This collection of essays is a very enlightening one: about people who were raped and/or sexually assaulted, about those who work with them, about the rape culture that permeates so many places and societies.

The latter especially is worth mentioning, because little gestures, little ‘jokes’, everyday sexism and attitudes and ‘if you wear those clothes then You’re Asking For It’ sayings are the foundations of something deeper, something that leads to rape, and make it so that no matter what, the victims are still the ones who have to justify themselves. Justify the amount of times they said ‘no’; or whether they said it clearly enough (apparently, for many people, a woman who says no actually means yes… and they never question it, and therefore make a decision based on what they want to hear). Justify and quantify their pain: if it was ‘so bad’, shouldn’t they be dead? And, since they aren't, shouldn’t they be grateful that ‘at least they’re not dead’ (as if that could erase and negate what was done to them)? As if this was but a trifle, something that you just can, and have to, get over with, because mentioning it will Make Other People Uncomfortable.

I guess I should be grateful that the ‘only’ aggression I had to go through dealt with random guys deciding that fondling my thigh in the train was something they had a God-given right to do. Or grateful that they ‘only’ flashed their dick in front of my face. It wasn’t ‘that bad’, right? Well, screw that. At the root of it, our stupid, crappy society is still stuck on Man Sees, Man Takes (sometimes women do that, too, but it’s nevertheless much more often the other way ‘round, because Boys Will Be Boys, and all that rubbish we dump into boys’ heads when they’re still so little). And as long as we don’t wake up and grow up for a change, this won’t go away.

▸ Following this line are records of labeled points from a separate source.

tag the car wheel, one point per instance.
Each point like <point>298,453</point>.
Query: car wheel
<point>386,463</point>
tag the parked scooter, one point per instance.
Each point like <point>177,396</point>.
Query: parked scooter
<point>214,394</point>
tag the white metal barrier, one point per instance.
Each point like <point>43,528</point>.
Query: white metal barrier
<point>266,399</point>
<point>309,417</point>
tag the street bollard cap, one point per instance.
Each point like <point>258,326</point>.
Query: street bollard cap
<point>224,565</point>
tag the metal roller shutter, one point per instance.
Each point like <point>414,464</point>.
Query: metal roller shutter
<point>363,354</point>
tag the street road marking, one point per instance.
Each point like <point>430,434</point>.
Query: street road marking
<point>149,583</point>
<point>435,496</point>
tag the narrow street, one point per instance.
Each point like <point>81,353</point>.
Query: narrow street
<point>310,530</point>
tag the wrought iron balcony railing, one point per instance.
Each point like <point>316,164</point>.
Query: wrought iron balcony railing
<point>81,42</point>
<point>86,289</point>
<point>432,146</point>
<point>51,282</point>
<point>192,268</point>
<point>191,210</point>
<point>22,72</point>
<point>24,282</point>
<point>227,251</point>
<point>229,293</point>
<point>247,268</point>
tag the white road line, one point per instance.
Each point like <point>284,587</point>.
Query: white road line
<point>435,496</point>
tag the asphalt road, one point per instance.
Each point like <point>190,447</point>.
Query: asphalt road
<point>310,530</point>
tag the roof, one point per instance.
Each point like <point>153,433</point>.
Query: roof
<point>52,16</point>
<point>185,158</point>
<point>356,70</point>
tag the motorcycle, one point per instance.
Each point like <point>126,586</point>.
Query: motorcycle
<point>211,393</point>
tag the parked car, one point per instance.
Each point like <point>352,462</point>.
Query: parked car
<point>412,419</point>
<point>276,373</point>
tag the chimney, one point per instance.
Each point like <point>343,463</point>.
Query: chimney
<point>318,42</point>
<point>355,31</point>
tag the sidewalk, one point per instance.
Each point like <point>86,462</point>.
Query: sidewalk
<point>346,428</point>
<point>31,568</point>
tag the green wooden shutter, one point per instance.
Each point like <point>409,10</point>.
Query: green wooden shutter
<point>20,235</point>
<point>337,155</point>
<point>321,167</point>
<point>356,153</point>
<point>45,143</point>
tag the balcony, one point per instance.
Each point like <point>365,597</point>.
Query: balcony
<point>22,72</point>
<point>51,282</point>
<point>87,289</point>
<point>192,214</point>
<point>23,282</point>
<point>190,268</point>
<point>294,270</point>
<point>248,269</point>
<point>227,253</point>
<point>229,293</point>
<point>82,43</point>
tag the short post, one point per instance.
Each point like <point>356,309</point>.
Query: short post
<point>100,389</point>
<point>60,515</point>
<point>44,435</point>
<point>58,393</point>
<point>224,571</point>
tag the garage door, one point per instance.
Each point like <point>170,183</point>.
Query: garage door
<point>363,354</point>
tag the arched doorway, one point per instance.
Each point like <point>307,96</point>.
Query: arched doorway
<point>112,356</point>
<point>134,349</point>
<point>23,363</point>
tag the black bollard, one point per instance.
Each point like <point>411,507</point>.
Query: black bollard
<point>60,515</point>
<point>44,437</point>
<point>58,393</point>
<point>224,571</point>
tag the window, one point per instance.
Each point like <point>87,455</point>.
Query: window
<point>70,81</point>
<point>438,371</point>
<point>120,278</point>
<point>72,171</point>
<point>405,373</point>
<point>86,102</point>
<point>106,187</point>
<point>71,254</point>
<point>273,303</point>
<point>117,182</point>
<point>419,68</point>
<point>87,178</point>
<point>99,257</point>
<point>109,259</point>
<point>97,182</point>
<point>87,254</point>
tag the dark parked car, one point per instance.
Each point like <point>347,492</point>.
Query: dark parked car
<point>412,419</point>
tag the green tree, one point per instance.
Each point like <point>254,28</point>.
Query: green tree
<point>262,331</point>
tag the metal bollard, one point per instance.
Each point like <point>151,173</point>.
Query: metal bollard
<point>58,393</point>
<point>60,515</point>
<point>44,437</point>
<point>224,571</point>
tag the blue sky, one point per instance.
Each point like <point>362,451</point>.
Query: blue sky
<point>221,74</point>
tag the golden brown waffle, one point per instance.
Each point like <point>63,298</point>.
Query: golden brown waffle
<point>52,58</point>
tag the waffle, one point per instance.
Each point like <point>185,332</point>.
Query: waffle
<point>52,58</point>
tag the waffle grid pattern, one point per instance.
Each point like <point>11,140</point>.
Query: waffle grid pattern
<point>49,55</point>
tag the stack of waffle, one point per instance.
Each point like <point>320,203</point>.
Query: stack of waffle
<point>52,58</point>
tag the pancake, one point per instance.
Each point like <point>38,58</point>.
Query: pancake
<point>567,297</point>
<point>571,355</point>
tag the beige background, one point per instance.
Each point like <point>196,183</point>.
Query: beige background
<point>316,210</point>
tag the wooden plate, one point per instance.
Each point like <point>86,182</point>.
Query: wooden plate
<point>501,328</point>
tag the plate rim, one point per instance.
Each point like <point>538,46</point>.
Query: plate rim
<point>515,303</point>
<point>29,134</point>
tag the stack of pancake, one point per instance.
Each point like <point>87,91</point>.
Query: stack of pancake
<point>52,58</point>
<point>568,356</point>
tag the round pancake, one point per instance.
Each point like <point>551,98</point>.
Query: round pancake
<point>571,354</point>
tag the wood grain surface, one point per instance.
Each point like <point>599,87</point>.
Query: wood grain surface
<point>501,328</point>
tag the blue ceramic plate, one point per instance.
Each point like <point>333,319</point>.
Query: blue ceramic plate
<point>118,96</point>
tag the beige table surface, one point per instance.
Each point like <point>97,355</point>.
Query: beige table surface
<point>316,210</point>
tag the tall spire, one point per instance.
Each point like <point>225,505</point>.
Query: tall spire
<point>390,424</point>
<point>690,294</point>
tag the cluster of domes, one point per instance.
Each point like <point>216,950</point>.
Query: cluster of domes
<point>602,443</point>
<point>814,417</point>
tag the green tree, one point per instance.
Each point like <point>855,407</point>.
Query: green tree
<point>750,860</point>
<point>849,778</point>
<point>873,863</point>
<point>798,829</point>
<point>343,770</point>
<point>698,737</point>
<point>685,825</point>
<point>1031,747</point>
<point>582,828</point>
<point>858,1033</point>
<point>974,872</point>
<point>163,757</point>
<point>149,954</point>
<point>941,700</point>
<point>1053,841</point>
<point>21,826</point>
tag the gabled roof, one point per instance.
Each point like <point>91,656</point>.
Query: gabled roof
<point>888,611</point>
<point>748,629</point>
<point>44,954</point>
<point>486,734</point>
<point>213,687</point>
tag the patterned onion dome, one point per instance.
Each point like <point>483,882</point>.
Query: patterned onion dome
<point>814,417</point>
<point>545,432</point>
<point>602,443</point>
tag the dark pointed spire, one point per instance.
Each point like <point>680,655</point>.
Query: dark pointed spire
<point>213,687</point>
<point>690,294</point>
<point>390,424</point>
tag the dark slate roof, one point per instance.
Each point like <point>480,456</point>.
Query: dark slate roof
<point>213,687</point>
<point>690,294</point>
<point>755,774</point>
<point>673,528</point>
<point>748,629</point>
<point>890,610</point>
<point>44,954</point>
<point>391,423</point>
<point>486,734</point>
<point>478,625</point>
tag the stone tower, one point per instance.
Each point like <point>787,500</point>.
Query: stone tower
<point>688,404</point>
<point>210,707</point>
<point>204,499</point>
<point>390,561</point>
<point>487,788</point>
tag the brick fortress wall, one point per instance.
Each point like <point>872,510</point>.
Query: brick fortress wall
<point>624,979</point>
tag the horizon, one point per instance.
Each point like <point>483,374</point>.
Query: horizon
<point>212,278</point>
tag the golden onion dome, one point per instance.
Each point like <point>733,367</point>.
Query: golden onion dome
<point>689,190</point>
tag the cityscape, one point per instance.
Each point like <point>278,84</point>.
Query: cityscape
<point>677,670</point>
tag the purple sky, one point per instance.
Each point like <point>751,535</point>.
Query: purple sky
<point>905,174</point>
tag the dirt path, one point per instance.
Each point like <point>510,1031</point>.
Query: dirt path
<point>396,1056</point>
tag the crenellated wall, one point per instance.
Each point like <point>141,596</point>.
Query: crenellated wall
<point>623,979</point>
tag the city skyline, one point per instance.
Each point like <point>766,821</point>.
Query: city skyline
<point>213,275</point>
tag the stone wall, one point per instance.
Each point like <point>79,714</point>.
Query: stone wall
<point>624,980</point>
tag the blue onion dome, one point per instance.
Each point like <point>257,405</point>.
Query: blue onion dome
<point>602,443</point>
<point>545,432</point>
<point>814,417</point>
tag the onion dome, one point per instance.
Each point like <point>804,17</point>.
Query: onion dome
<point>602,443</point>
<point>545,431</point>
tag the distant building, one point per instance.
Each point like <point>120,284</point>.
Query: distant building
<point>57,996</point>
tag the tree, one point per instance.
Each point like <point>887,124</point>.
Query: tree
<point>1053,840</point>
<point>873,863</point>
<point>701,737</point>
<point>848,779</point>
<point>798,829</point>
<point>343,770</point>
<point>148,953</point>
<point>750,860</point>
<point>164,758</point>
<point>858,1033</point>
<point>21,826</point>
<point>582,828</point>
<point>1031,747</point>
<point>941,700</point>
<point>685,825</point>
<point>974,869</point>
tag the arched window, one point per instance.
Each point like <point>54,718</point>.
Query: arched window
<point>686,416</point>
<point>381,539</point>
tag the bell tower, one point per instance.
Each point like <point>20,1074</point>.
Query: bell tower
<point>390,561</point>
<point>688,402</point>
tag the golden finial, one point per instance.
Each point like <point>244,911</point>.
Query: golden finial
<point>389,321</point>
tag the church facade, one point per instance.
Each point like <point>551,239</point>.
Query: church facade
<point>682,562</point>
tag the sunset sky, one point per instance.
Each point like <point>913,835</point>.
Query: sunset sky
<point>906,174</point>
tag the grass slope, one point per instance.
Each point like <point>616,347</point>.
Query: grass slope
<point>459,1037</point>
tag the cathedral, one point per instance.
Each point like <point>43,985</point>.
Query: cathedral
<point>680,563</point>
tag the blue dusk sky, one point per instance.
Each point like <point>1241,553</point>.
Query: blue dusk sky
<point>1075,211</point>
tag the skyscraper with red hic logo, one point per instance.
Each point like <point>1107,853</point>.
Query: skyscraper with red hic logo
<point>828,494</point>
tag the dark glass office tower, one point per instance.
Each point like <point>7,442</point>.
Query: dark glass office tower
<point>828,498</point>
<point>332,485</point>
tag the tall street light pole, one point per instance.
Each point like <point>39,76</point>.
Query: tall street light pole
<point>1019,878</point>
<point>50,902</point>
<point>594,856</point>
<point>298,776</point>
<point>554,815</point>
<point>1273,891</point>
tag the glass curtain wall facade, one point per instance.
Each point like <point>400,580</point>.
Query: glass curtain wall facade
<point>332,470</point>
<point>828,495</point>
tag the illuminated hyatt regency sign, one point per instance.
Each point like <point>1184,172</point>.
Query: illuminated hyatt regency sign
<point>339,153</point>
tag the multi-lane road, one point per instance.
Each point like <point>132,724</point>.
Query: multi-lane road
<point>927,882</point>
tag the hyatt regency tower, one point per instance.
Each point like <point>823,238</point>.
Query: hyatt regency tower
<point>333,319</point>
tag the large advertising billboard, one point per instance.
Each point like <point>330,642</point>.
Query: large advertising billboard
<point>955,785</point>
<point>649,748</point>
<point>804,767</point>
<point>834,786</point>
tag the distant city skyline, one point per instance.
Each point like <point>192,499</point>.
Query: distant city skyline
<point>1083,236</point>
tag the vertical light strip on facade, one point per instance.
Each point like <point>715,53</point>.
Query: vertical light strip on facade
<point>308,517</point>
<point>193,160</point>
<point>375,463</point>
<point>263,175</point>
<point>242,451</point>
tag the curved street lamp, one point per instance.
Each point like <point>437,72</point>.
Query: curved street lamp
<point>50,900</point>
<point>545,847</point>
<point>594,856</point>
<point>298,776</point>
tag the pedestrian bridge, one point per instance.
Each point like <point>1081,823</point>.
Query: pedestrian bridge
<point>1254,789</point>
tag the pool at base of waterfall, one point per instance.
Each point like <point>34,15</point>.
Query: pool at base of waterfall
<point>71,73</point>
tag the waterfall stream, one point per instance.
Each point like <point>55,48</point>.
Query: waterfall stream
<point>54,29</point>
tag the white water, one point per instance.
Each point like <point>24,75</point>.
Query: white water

The styles are varied, by various authors (female, male, trans), including even an essay in comics format, while being close enough to clearly resonate as a whole. They read quickly and easily in terms of grammar/vocabulary, and yet remain powerful and hard to stomach as well, due to the theme they explore and the pain they deal with, whether they are actually depressing or carrying some form of hope.

These essays are definitely worth reading: as an eye opener for some, as a reminder in general of what is at stake, of the day to day attitudes towards sexual harassment, of all the tiny ways well-meaning people can and will say/do the wrong things.